Kraft Charges Put Spotlight on Human Trafficking

"We are really talking about an international problem that feeds the U.S. market and make no bones about it, this is literally the magnitude of organized crime."

What to Know

  • Patriots owner Robert Kraft faces two charges of soliciting prostitution in Jupiter, Florida, authorities announced Friday.
  • The charges are connected to a wider human trafficking ring bust involving hundreds of men accused of contributing to sex trafficking.
  • Experts say human trafficking warning signs are often missed at hotels, bus and train stations, and at airports.

Florida law enforcement officials say New England Patriots owner Robert Kraft is one of hundreds of men accused of allegedly soliciting prostitution as a result of a recent sting they say contributes to the world of sex trafficking.

The major bust in the Sunshine State spans three counties, and police confirmed it had ties to New York and China.

Todd McGhee, a retired Massachusetts State Police trooper who is now a private security consultant, says human and sex trafficking, which happens when someone is abducted or promised false employment, then exploited and prevented from leaving, is prevalent everywhere in the United States.

"We are really talking about an international problem that feeds the U.S. market and make no bones about it, this is literally the magnitude of organized crime," McGhee said.

According to the U.S. Department of Justice, authorities handled nearly 2,000 cases of human trafficking in 2015. DOJ numbers say most of those responsible were white males, and nearly all of them were U.S. citizens.

McGhee says the men paying for sex, commonly called johns, contribute to keeping the billion dollar business thriving.

"The johns will most likely get a slap on the wrist," McGhee said. "With that being said, it is a massive, massive money-making business."

In 2010, the National Institute of Justice funded a study to measure sex trafficking in eight major cities in the United States. They estimated the illegal activity ranged from $40 million in Denver to $290 million in Atlanta.

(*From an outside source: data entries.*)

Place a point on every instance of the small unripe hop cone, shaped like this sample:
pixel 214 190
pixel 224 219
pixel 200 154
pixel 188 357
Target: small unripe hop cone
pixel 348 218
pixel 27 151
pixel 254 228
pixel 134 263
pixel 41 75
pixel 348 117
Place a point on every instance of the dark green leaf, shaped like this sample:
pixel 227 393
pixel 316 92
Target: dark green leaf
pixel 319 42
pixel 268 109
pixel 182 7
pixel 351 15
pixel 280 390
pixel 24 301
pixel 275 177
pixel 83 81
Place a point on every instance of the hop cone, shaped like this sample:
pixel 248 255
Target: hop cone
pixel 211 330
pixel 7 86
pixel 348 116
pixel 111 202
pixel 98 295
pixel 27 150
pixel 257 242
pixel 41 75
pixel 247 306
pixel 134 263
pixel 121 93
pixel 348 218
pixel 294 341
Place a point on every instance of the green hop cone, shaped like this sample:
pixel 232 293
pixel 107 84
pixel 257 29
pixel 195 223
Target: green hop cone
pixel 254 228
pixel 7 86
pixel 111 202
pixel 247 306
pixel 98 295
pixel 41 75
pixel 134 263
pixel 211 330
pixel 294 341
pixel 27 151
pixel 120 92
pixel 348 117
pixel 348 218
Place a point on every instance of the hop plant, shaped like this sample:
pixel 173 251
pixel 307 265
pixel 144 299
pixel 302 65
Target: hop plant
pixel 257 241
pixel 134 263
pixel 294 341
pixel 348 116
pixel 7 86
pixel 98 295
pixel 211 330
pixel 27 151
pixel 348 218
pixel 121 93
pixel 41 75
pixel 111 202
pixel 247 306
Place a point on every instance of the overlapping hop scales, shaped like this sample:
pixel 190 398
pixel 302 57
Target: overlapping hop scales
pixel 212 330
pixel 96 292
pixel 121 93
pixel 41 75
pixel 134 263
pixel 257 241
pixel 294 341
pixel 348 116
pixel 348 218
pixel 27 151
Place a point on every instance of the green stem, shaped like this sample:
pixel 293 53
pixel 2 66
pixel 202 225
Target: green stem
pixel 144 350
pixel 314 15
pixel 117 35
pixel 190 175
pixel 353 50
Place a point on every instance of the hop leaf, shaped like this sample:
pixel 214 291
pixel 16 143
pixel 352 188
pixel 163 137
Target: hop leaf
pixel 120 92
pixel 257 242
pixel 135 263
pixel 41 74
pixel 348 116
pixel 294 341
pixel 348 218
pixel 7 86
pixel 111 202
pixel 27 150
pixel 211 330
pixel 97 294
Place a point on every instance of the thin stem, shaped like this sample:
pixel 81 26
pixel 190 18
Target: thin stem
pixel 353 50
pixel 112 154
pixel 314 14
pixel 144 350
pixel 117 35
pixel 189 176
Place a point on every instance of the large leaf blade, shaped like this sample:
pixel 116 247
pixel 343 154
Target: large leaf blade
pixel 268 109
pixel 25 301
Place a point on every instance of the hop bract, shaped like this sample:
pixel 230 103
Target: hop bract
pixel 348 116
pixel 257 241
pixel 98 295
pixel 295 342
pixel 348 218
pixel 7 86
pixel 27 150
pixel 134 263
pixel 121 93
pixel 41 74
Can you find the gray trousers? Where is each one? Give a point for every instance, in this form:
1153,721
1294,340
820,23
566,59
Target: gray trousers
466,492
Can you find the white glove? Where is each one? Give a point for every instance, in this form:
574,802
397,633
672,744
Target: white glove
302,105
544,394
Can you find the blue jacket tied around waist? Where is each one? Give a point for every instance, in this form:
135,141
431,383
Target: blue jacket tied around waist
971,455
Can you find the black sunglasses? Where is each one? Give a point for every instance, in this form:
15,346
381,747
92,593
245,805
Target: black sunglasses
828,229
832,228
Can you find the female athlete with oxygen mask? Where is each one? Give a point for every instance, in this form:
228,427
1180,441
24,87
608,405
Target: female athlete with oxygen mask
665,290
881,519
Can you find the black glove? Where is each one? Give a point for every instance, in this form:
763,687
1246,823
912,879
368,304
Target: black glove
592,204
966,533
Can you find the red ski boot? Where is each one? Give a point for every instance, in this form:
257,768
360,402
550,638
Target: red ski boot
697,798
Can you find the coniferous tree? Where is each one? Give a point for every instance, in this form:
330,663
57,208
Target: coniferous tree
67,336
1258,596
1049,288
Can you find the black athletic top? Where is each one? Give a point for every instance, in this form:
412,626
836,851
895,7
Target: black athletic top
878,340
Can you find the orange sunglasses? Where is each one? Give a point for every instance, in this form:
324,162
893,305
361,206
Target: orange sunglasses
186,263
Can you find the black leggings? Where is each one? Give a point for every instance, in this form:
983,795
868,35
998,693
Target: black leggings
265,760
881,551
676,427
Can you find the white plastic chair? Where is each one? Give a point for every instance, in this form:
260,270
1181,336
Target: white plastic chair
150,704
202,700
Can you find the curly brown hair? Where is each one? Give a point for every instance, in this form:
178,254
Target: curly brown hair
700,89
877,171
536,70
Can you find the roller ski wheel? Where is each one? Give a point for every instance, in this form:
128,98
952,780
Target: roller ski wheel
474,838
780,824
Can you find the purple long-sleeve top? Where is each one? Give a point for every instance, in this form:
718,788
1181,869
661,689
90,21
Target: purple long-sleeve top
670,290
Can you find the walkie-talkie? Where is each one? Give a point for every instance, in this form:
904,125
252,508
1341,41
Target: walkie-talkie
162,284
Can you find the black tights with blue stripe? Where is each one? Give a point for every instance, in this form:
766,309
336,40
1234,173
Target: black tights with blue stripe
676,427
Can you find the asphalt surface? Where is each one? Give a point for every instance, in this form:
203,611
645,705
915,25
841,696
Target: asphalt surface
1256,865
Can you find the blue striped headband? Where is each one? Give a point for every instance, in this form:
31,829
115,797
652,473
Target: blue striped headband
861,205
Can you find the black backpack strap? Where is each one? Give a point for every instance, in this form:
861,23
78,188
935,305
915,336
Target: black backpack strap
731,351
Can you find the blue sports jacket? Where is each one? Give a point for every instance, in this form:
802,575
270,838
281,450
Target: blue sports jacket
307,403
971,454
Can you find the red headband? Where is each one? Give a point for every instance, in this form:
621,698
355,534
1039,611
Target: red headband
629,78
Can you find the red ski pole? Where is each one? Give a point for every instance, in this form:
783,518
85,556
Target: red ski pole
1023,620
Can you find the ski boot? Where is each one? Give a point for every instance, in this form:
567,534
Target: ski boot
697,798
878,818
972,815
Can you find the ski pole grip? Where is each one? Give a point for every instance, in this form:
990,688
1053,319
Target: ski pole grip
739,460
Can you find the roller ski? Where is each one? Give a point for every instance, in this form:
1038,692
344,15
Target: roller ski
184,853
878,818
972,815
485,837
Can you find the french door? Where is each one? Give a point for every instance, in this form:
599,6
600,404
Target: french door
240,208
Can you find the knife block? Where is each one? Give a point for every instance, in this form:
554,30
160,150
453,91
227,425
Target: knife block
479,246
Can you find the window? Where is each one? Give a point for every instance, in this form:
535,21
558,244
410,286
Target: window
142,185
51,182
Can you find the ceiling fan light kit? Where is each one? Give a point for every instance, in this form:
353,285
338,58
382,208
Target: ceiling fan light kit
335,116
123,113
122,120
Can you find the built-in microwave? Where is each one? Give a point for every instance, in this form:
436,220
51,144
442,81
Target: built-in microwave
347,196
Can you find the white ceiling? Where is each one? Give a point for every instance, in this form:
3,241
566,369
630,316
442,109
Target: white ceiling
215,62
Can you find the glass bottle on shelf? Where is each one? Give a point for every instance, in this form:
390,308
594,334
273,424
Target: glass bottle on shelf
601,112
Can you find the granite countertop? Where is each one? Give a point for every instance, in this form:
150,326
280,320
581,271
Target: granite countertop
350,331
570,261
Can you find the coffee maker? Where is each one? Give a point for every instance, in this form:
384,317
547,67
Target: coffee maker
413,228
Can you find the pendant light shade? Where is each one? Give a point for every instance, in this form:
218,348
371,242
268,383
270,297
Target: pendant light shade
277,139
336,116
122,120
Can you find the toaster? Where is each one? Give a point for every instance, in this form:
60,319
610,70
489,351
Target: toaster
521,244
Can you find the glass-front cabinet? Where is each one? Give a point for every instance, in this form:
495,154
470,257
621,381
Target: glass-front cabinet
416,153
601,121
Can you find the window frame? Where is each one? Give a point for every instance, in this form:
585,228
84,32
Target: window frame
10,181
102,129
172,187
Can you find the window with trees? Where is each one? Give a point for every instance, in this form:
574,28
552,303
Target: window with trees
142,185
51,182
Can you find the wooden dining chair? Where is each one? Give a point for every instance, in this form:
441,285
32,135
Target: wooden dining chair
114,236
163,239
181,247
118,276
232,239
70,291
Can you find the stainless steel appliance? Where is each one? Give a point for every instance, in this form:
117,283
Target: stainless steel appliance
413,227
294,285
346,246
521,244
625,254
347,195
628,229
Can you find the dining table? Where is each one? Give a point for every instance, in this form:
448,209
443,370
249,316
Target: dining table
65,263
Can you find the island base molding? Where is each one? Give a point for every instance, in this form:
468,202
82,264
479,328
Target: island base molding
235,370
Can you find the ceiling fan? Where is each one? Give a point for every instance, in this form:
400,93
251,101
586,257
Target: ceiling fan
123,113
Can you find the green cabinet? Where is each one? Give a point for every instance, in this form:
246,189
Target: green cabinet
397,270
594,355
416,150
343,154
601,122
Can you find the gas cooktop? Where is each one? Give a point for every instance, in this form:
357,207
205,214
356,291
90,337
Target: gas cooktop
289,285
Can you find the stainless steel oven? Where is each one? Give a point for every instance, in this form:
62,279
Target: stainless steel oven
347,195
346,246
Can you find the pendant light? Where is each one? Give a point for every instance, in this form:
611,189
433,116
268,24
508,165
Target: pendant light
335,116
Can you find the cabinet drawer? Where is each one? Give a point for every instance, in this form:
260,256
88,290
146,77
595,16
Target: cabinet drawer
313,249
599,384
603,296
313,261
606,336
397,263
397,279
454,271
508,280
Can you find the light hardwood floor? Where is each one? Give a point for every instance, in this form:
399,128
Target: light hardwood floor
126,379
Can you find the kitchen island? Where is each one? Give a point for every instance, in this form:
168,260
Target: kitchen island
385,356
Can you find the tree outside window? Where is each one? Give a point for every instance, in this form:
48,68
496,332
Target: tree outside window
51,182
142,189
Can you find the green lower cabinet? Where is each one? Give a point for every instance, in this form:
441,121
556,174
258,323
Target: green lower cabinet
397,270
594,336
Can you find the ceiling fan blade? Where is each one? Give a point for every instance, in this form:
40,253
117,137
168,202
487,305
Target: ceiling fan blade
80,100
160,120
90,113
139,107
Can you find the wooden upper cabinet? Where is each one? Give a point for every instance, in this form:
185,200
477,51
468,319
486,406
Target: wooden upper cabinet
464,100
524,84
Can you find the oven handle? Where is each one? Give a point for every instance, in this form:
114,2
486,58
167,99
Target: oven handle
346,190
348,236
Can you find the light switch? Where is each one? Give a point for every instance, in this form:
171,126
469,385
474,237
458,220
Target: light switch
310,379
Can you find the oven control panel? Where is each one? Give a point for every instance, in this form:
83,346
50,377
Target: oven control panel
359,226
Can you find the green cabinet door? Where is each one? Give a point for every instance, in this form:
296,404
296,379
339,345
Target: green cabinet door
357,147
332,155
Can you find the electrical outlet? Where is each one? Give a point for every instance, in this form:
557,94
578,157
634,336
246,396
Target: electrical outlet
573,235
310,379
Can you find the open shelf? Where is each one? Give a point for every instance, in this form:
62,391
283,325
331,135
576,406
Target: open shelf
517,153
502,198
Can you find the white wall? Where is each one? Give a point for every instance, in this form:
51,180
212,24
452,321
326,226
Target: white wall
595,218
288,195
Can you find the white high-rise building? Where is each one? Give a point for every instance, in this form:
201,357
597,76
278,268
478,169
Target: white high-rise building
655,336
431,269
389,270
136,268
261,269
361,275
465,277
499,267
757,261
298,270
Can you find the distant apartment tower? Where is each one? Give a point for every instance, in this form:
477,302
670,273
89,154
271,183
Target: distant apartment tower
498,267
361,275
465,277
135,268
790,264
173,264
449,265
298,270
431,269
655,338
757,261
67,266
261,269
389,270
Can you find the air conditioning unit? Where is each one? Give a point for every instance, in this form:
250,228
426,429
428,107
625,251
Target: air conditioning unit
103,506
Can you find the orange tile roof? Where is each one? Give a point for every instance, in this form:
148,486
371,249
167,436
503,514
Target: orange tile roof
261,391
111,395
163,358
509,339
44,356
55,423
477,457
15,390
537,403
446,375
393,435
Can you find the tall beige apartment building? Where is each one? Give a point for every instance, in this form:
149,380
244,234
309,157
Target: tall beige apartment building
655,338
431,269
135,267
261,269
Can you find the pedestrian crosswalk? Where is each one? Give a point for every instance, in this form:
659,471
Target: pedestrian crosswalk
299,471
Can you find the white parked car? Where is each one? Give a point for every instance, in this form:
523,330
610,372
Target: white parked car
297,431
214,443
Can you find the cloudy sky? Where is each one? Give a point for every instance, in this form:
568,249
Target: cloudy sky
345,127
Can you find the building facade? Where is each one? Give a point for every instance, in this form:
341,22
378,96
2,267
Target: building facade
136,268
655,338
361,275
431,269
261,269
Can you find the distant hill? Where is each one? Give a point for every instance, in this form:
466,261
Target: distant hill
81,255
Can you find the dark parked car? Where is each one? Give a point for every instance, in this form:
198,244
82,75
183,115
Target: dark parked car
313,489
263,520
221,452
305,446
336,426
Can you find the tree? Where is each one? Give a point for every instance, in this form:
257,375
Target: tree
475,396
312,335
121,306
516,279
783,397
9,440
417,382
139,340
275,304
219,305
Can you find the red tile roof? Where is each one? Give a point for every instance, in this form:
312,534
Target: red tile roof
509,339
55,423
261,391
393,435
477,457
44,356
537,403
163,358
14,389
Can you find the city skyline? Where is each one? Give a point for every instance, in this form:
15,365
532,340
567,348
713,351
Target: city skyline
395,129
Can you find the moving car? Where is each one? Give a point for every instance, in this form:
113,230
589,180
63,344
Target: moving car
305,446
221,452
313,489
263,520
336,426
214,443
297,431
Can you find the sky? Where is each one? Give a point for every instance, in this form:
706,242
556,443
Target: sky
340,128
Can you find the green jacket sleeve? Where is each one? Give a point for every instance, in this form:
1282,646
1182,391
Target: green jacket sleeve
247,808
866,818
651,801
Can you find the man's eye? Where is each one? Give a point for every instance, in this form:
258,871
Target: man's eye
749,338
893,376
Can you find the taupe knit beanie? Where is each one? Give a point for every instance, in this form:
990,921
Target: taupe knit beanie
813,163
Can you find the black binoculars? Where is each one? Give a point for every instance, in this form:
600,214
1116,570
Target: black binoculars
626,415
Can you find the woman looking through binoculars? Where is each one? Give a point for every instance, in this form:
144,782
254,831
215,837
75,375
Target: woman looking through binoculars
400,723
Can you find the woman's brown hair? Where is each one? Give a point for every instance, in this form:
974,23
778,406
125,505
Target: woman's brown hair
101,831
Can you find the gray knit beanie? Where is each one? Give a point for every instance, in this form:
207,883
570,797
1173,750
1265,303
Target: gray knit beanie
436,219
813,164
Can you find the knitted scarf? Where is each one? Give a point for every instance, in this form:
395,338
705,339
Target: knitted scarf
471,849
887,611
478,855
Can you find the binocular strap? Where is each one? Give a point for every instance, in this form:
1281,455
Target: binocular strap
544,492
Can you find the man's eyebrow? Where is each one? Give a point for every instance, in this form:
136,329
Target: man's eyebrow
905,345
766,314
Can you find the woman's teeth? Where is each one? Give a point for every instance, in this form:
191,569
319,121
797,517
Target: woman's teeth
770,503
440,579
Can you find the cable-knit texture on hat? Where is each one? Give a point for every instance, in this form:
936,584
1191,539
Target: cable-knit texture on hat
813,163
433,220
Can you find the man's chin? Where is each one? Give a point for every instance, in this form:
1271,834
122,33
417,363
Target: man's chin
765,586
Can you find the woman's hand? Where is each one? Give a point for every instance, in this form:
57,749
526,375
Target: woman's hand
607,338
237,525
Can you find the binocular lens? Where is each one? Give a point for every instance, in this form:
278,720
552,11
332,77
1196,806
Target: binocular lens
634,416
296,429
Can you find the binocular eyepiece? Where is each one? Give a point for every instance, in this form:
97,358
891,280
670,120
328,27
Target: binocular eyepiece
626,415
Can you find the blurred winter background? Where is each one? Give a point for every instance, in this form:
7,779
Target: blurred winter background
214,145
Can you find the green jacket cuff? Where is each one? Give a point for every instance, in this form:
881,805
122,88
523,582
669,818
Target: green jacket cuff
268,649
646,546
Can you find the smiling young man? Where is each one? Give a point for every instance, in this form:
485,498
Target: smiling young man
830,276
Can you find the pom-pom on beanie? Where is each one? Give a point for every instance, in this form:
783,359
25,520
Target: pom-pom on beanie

"Those controlling the ring have control of how the money comes in and goes out and it is absolutely an underground controlled process," McGhee said.

The retired trooper also said there are signs of human trafficking that are missed all of the time, considering that a ring leader may be the only person who knows where a woman is hidden so they can be forced into prostitution, holding them in a hotel, or in the Florida cases, a massage parlor.

At least 45 human trafficking suspects were referred to U.S. attorneys in Massachusetts in 2015, according to the DOJ.

McGhee said the trafficking is happening in hotels, in a bus or transit station and in airports.

"Often times there will be a handler who will do all the speaking," he said. "They may say there is a language barrier and that's why the others are not speaking for themselves."

At an airport, a handler will keep control of the victims' passports, speaking on their behalf, again claiming a language barrier.

My Life My Choice, a Boston-based group that works to help sex trafficking victims, say they helped 204 victims in just six months.